When talking about a number to a rational exponent, there are as many answers as the denominator of the exponent. Like the question: Is $9^{1/2}$ equal to $3$ or $-3$.
However when we have an irrational exponent like $2^{\sqrt2}$, I cant immediatly see more than one candidate solution: $e^{\sqrt2\log2}$. Are there any ways to interpret irrational exponents such that they give several candidate solutions?
Another way to state this question would be:
are there more than one complex solution to $x^{1/p}=y$ for irrational $p$ and positive real $y$.
In the real numbers field we have no ambiguity if we define (as usual) $a^{\frac{1}{2}}$ as the positive root of $a$ and $a^\alpha=e^{\alpha \log a}$ (for $a\le 0$) .

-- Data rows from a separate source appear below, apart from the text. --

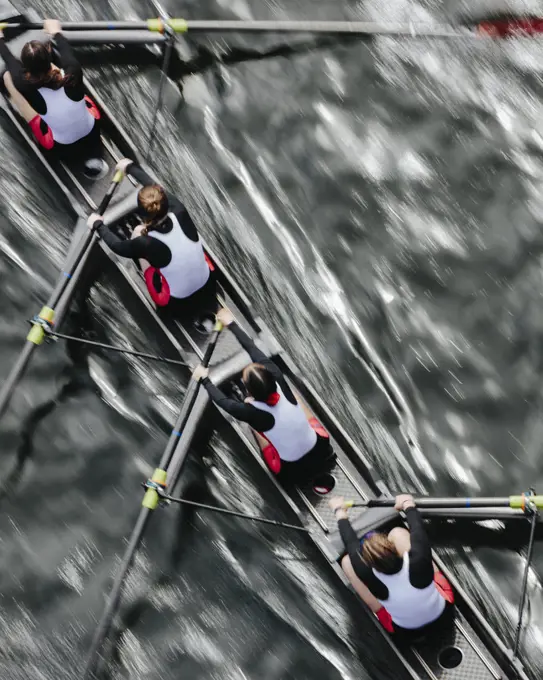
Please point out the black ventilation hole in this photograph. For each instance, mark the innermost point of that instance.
(450, 657)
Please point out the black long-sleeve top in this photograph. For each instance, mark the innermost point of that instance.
(259, 420)
(73, 88)
(421, 570)
(146, 247)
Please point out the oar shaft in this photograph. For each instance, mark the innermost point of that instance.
(150, 502)
(519, 501)
(234, 513)
(15, 375)
(47, 314)
(102, 631)
(162, 474)
(361, 28)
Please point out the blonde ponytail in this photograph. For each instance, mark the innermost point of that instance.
(153, 202)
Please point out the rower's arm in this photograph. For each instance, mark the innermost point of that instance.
(421, 569)
(72, 68)
(361, 569)
(259, 420)
(136, 248)
(14, 66)
(259, 357)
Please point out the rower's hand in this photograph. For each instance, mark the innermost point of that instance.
(225, 316)
(52, 26)
(123, 164)
(404, 501)
(95, 221)
(200, 372)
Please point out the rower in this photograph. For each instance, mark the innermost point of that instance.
(394, 573)
(53, 101)
(172, 259)
(294, 445)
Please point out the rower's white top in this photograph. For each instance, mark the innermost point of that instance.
(292, 435)
(188, 270)
(69, 121)
(410, 607)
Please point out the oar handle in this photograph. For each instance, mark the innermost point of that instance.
(522, 501)
(115, 182)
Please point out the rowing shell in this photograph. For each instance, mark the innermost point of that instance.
(470, 643)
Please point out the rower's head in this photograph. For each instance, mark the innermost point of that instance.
(259, 382)
(153, 204)
(37, 60)
(380, 553)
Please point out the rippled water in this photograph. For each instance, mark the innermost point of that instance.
(381, 203)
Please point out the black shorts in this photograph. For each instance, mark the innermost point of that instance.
(318, 461)
(87, 147)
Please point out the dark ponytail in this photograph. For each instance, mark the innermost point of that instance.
(259, 382)
(36, 58)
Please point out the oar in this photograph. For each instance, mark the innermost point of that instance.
(150, 502)
(493, 28)
(521, 502)
(45, 319)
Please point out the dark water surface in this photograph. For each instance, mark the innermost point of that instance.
(380, 201)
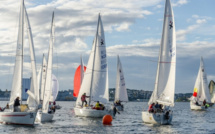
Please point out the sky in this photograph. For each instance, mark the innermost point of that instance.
(133, 31)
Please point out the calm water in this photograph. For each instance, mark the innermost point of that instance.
(129, 121)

The problems come out when we go to complex numbers, as a consequence of the fact that $e^{i 2 k \pi}=1 \;\forall k \in \mathbb {Z}$. So $y=e^{i x}$ is a periodic function ( also for $x \in \mathbb{R}$) and is not invertible.

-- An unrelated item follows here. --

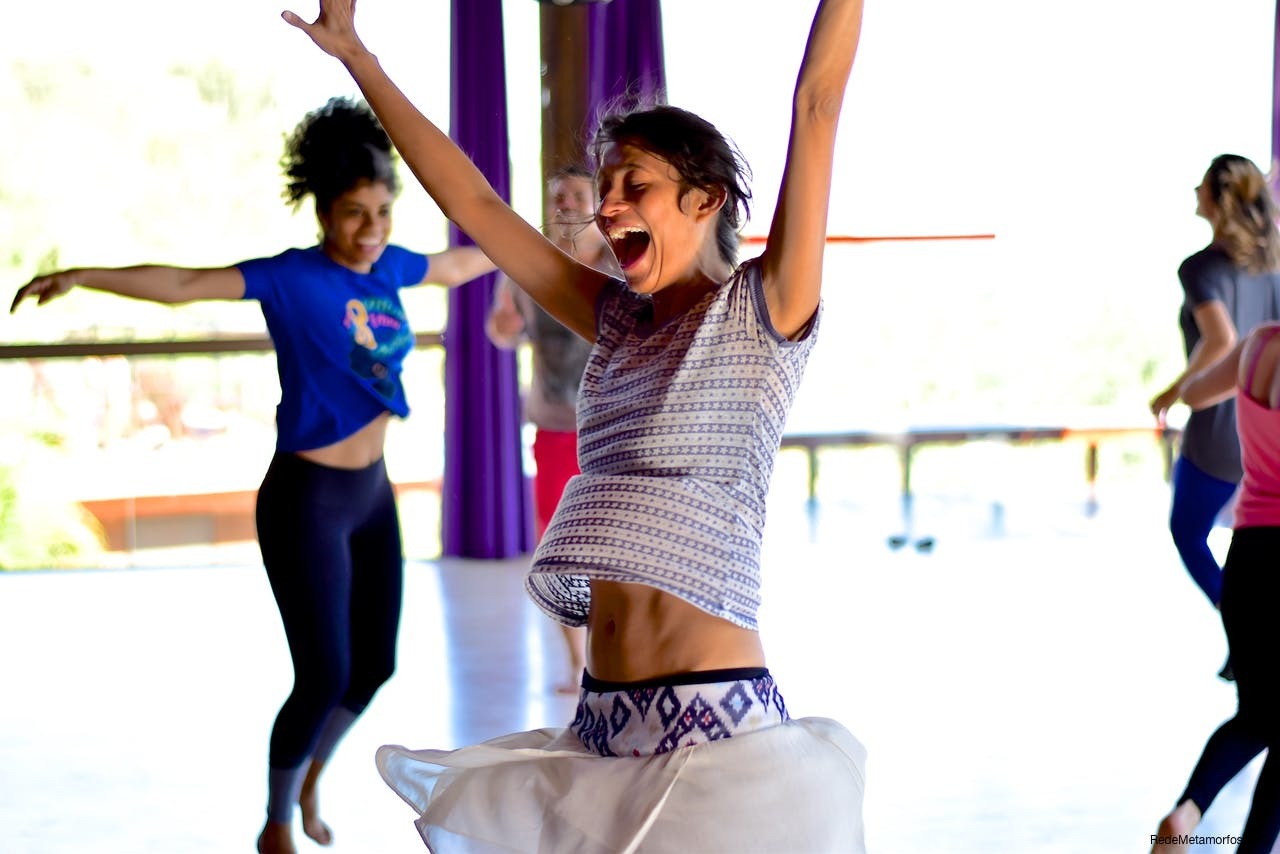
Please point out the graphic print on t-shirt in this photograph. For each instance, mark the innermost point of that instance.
(379, 336)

So, in the complex numbers field we have: $$ y=e^x \iff y=e^x\cdot 1 = e^xe^{i2k\pi}=e^{x+i2k\pi} $$ and the inverse '' function'' is a multivalued function : $$ \log y= x+i2k\pi $$ we can find $x$ writing the complex number $y$ in polar form as $y=|y|e^{i\theta}$ so, from $|y|e^{i\theta}=e^x$ we have $x=\log |y| +i\theta$ and: $$ \log y= \log |y| +i\theta+i2k\pi $$
As a consequences of this fact for $y,x,\alpha \in \mathbb{R}$ and $y,x >0$ (this imples $\theta=0$), we have: $$ y=x^\alpha \iff y=e^{\alpha\log x}=e^{\alpha(\log |x|+i2k\pi)} $$
For $\alpha=1/2$ this gives the two square roots and for $\alpha$ irrational gives, in general, many values.